Un lycéen découvre 1,5 million d’objets célestes grâce à l’intelligence artificielle
Un lycéen découvre 1,5 million d’objets célestes grâce à l’intelligence artificielle


Alors qu’il suivait une formation à l’Institut de technologie de Californie (Caltech) aux États-Unis, un lycéen local a découvert 1,5 million d’objets célestes auparavant inconnus des scientifiques. Il a publié ses résultats dans une revue spécialisée, The Astronomical Journal.

L’étudiant, Matthew Bāz, a développé un algorithme d’apprentissage automatique pour analyser les données du télescope NEOWISE, dans le but de détecter des objets célestes variables tels que les quasars ou les étoiles en explosion.

Les objets variables sont ceux dont la luminosité change dans le ciel. Ce phénomène peut être intrinsèque, comme les étoiles qui se dilatent et se contractent, ou causé par un événement soudain, comme une explosion stellaire.

Matthew possédait déjà des connaissances avancées en mathématiques, nécessaires pour programmer. Il étudiait les mathématiques universitaires avancées à l’Académie des mathématiques du district scolaire unifié de Pasadena, où les élèves terminent le calcul différentiel avancé dès la huitième année.

Les courbes de lumière
NEOWISE est un télescope spatial de la NASA lancé en 2009. Il observe le ciel en infrarouge, sur une échelle bien plus large que les télescopes traditionnels, et se concentre sur la détection d’astéroïdes, d’étoiles et de galaxies.

Ce télescope a produit une énorme quantité d’images et de données pendant plus de dix ans. Le problème a toujours été que le volume de données est trop important pour être traité manuellement par les scientifiques.

Matthew a conçu un algorithme d’apprentissage automatique capable d’analyser les variations lumineuses de chaque objet au fil du temps, un phénomène connu sous le nom de « courbe de lumière » des objets célestes.

Il a utilisé 2,7 millions de courbes de lumière issues des données de NEOWISE, correspondant à des objets déjà connus des chercheurs, pour entraîner son modèle. Ensuite, l’IA a appris à reconnaître les différents motifs de ces courbes et à distinguer les variations lumineuses réelles du bruit ou des erreurs de mesure.

Par la suite, l’algorithme a été appliqué aux données complètes du télescope, permettant d’identifier plus de 1,5 million d’objets variables inconnus jusqu’alors. Ce chiffre équivaut, voire dépasse, ce que les humains ont découvert manuellement au cours des dernières décennies.

L’intelligence artificielle au service de l’astronomie
Quand on parle d’intelligence artificielle, on pense souvent en premier lieu à des choses comme ChatGPT, la retouche photo poussée, ou encore la voix d’Oum Kalthoum chantant du Amr Diab.
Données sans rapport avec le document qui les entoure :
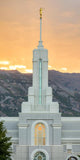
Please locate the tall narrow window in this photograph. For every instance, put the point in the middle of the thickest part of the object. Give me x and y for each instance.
(39, 156)
(40, 81)
(40, 134)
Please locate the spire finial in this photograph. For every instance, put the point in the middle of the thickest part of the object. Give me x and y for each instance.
(40, 42)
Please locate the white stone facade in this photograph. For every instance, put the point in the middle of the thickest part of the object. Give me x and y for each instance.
(61, 135)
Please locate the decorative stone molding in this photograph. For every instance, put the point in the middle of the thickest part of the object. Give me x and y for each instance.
(23, 125)
(32, 131)
(72, 155)
(56, 125)
(39, 150)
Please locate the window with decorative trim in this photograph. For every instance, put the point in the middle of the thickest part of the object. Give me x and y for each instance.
(40, 134)
(39, 156)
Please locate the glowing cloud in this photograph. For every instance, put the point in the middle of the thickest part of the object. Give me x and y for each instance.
(3, 68)
(29, 70)
(4, 62)
(14, 67)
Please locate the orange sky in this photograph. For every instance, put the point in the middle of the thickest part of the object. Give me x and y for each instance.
(19, 33)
C’est ce qui circule sur les réseaux sociaux et façonne la perception du public.

Mais cette vision est limitée : l’intelligence artificielle touche des domaines bien plus profonds et influents dans notre quotidien, comme les sciences militaires, la médecine, l’ingénierie, ou encore l’astronomie.
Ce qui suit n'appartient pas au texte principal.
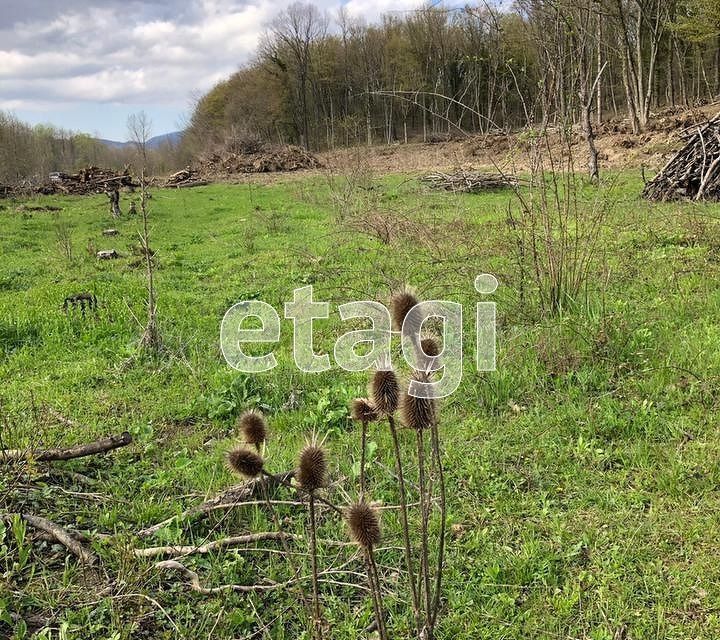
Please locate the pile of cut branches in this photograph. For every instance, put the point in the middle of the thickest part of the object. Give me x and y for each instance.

Ce n’est d’ailleurs pas une nouveauté dans ce domaine. En 2019, l’équipe du télescope Event Horizon, qui a dévoilé la première image d’un trou noir, a utilisé l’intelligence artificielle pour produire cette image.

Les chercheurs ont « enseigné » à l’IA comment reconnaître les trous noirs, en la nourrissant de simulations de différents types de trous noirs. Ensuite, ils ont utilisé l’IA pour combler les lacunes dans l’immense quantité de données collectées par les radiotélescopes sur le trou noir au centre de la galaxie M87.
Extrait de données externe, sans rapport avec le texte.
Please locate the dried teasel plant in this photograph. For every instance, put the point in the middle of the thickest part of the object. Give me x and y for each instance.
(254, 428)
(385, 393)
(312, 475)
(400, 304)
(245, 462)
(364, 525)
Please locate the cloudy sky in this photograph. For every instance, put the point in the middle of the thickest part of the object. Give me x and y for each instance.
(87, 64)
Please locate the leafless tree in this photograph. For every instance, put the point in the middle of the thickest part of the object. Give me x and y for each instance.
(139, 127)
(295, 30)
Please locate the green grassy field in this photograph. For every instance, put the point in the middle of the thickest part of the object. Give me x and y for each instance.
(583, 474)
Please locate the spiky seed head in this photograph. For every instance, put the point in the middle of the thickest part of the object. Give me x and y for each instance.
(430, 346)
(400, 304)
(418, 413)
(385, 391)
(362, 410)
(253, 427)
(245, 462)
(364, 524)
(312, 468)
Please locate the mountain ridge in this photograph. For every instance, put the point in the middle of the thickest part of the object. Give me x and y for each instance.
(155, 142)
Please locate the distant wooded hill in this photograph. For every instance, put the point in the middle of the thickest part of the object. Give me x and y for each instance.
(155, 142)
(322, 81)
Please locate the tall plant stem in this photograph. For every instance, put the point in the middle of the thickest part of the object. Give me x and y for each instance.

Grâce à ces données générées par l’IA, l’équipe a pu produire une image deux fois plus nette que l’originale, parfaitement cohérente avec les prédictions de la relativité générale.

Depuis 2010, les astronomes utilisent l’apprentissage automatique pour classifier les galaxies. Aujourd’hui, ces outils atteignent une précision de 98 %, un progrès remarquable. Cette classification est essentielle pour comprendre la répartition des galaxies dans l’univers. Pendant des décennies, cette tâche incombait à une équipe de chercheurs supervisant des milliers de volontaires (scientifiques citoyens) via Internet pour repérer et classer les nouvelles galaxies.